Hi. Manticore by default does accent insensitive tokenization with

charset_table=non_cjk

which is also a default in RT mode.

For example:

mysql> create table t(f text);
Query OK, 0 rows affected (0.00 sec)

mysql> call keywords('café, cliché, façade, Chloë, Brontë, pādā for payday, São Paulo', 't');
+------+-----------+------------+
| qpos | tokenized | normalized |
+------+-----------+------------+
| 1    | cafe      | cafe       |
| 2    | cliche    | cliche     |
| 3    | facade    | facade     |
| 4    | chloe     | chloe      |
| 5    | bronte    | bronte     |
| 6    | pada      | pada       |
| 7    | for       | for        |
| 8    | payday    | payday     |
| 9    | sao       | sao        |
| 10   | paulo     | paulo      |
+------+-----------+------------+
10 rows in set (0.00 sec)

If you want to change the behaviour you can specify your own charset_table. See Manticore Search Manual for details.

Thanks, interesting. What about Greek extended? Does not appear to work here
https://tatoeba.org/en/sentences/search?from=&query=Αιγυπτον&to=

https://tatoeba.org/en/sentences/search?from=&query=Αἴγυπτον&to=

Not sure what charset_table Tatoeba are using (I remember they have a custom one), but here’s a one-liner which you can use to test how Manticore normalizes text:

snikolaev@dev:~$ docker stop manticore; docker rm manticore; docker run --name manticore --rm -d manticoresearch/manticore:latest && docker exec -it manticore mysql -e "create table t(f text); call keywords('Αἴγυπτον', 't');" && docker stop manticore
Error response from daemon: No such container: manticore
Error: No such container: manticore
a87f45eee602919422f244594aa1d99bd85ef317b0dc5f1e9cd6e3d16b2fca63
+------+------------------+------------------+
| qpos | tokenized        | normalized       |
+------+------------------+------------------+
| 1    | αιγυπτον         | αιγυπτον         |
+------+------------------+------------------+
manticore
snikolaev@dev:~$ docker stop manticore; docker rm manticore; docker run --name manticore --rm -d manticoresearch/manticore:latest && docker exec -it manticore mysql -e "create table t(f text); call keywords('Αιγυπτον', 't');" && docker stop manticore
Error response from daemon: No such container: manticore
Error: No such container: manticore
9141e9c6b4c5f374690427efa2491c01ce13eceed5b5ab5a3bac059bad05c634
+------+------------------+------------------+
| qpos | tokenized        | normalized       |
+------+------------------+------------------+
| 1    | αιγυπτον         | αιγυπτον         |
+------+------------------+------------------+
manticore

The md5s are the same:

snikolaev@dev:~$ echo αιγυπτον|md5sum
7c08eb91835831d37af45b977dac64af  -
snikolaev@dev:~$ echo αιγυπτον|md5sum
7c08eb91835831d37af45b977dac64af  -
snikolaev@dev:~$

Interesting. If that is the default, then you could update the description saying that it supports Greek extended. Would be safe first to test with all Greek extended characters to see if they are normalized, you can find them here: Ancient Greek polytonic letters/characters (accented, non-accented, lowercase, uppercase, capitals)

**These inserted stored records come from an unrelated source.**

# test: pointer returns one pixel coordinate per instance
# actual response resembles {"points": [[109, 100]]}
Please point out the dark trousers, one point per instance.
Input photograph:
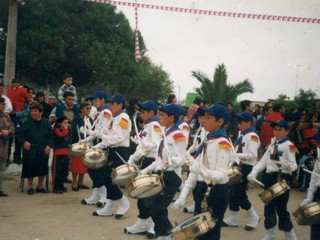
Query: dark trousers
{"points": [[198, 195], [238, 192], [59, 164], [160, 203], [218, 201], [113, 191], [144, 205], [315, 228], [277, 206]]}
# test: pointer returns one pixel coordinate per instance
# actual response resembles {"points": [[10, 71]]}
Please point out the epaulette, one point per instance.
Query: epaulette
{"points": [[124, 123], [225, 145]]}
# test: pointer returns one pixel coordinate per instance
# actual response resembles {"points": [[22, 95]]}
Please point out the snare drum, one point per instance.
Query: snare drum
{"points": [[274, 191], [234, 174], [78, 149], [95, 158], [124, 173], [193, 227], [145, 186], [308, 214]]}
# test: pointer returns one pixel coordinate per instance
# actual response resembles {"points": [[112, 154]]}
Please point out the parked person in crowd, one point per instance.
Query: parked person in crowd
{"points": [[278, 162], [40, 97], [308, 131], [313, 194], [172, 98], [197, 102], [20, 100], [231, 127], [76, 166], [266, 133], [306, 162], [60, 154], [37, 138], [7, 130], [8, 105], [94, 110], [67, 87]]}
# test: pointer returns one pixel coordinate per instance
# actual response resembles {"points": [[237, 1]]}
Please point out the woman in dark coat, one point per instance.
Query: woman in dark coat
{"points": [[37, 138]]}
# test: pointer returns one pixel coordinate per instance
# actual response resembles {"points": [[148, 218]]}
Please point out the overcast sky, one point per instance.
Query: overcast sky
{"points": [[268, 53]]}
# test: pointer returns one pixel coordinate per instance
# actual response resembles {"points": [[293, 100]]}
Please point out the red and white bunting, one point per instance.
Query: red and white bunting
{"points": [[214, 13]]}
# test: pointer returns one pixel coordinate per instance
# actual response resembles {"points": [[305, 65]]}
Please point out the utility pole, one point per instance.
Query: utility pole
{"points": [[10, 60], [297, 76]]}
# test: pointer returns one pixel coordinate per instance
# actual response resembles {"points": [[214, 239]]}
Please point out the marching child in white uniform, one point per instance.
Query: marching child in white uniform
{"points": [[170, 158], [211, 164], [278, 161], [149, 139], [313, 194], [247, 151]]}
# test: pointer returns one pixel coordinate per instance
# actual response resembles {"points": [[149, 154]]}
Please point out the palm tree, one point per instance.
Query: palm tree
{"points": [[217, 90]]}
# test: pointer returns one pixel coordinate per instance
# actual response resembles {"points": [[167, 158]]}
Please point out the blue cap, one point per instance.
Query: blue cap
{"points": [[316, 136], [149, 105], [182, 111], [281, 123], [117, 98], [171, 109], [245, 116], [101, 95], [219, 111]]}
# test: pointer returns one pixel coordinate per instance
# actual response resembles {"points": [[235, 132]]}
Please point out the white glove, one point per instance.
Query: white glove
{"points": [[179, 203], [93, 133], [134, 139], [194, 167], [147, 144], [130, 161], [251, 176], [308, 199], [82, 130], [143, 172]]}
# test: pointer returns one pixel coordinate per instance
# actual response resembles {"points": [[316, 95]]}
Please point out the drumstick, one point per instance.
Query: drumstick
{"points": [[257, 181], [79, 136], [121, 158], [308, 171], [234, 152]]}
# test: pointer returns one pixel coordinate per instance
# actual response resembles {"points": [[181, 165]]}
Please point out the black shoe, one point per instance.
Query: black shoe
{"points": [[2, 194], [58, 191], [83, 186], [67, 180], [30, 191], [42, 190]]}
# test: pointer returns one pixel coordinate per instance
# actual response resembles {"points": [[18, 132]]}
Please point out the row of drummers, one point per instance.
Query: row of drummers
{"points": [[212, 160]]}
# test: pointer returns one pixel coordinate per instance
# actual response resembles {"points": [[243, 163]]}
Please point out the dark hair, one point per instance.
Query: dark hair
{"points": [[59, 121], [244, 104], [277, 107], [40, 94], [170, 98], [198, 100], [67, 75], [68, 94]]}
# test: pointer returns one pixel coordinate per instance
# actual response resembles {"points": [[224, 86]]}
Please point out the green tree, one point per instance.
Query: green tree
{"points": [[217, 89], [91, 41]]}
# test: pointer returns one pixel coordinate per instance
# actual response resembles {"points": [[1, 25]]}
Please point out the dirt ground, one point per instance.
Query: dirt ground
{"points": [[62, 217]]}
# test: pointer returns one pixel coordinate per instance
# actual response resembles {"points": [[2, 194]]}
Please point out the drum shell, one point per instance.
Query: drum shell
{"points": [[145, 186], [235, 175], [308, 214], [123, 174], [78, 149], [193, 227], [95, 158], [273, 191]]}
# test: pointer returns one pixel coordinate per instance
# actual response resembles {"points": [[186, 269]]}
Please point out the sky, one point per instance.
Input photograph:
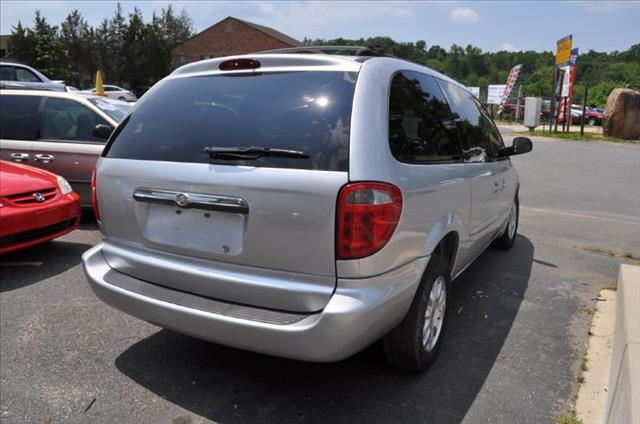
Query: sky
{"points": [[491, 25]]}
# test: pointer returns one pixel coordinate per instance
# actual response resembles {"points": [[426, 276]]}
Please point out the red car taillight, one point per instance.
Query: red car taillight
{"points": [[94, 194], [368, 214]]}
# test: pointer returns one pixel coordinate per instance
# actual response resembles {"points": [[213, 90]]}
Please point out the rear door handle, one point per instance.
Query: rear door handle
{"points": [[42, 158], [19, 157]]}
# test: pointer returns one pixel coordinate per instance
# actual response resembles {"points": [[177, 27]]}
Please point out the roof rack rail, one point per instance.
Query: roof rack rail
{"points": [[359, 50]]}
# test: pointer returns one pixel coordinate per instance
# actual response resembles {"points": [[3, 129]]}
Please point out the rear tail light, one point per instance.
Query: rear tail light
{"points": [[94, 194], [238, 64], [368, 214]]}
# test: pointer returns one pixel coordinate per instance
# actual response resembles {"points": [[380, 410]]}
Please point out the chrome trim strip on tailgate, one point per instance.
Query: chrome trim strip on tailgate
{"points": [[212, 202]]}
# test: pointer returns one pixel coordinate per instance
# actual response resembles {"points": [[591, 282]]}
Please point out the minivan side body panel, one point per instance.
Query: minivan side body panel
{"points": [[432, 193]]}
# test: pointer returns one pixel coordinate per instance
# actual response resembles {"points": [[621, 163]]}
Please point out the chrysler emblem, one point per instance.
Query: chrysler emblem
{"points": [[182, 200]]}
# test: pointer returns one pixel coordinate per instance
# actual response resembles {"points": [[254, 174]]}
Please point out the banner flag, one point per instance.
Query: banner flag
{"points": [[511, 82]]}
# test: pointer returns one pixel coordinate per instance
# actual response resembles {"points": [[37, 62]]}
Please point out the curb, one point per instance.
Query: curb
{"points": [[624, 384]]}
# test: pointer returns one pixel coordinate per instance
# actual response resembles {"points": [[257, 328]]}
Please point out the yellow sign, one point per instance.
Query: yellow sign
{"points": [[563, 50], [99, 86]]}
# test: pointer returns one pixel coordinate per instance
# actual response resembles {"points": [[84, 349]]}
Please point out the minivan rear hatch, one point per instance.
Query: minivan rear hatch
{"points": [[254, 228]]}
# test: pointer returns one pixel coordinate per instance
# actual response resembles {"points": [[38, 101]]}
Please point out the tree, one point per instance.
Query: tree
{"points": [[47, 48], [20, 44], [76, 47]]}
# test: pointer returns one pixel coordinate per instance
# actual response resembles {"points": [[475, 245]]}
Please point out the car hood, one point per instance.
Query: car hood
{"points": [[16, 179]]}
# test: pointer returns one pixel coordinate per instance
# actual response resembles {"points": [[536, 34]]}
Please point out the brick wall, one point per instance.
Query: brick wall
{"points": [[229, 37]]}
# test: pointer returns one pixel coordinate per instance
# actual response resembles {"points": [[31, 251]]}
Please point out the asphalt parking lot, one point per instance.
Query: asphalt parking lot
{"points": [[512, 354]]}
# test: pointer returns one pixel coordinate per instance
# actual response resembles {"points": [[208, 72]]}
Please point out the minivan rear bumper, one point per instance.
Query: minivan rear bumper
{"points": [[359, 312]]}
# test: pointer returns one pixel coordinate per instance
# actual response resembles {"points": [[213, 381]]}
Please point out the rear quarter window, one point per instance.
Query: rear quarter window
{"points": [[305, 111], [19, 117]]}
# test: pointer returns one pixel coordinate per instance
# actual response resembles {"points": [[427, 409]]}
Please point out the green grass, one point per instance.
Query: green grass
{"points": [[583, 365], [573, 135], [566, 419]]}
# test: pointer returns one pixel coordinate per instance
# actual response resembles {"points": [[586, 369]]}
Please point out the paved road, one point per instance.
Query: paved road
{"points": [[512, 352]]}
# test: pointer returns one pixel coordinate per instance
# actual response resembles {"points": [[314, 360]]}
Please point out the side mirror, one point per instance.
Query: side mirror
{"points": [[102, 131], [519, 146]]}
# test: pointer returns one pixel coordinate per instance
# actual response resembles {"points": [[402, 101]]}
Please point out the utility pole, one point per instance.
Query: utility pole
{"points": [[518, 104], [584, 106]]}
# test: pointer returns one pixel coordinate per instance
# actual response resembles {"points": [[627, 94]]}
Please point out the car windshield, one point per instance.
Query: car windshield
{"points": [[116, 110]]}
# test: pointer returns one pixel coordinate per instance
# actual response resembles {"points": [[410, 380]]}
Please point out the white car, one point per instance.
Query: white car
{"points": [[115, 92]]}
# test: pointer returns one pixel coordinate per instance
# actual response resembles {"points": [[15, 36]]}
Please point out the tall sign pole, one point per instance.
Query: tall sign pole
{"points": [[563, 59], [511, 81]]}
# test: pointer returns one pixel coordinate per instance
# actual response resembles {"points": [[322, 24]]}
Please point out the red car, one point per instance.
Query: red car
{"points": [[35, 206]]}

By the way, is it possible to have a setting that toggles between diacritics-insensitive and diacritics-sensitive mode so that the users can decide for themselves?

charset_table is an index option that set on creating index table and user can not change it at runtime.

It could be better to create different indexes with its own settings and query these indexes.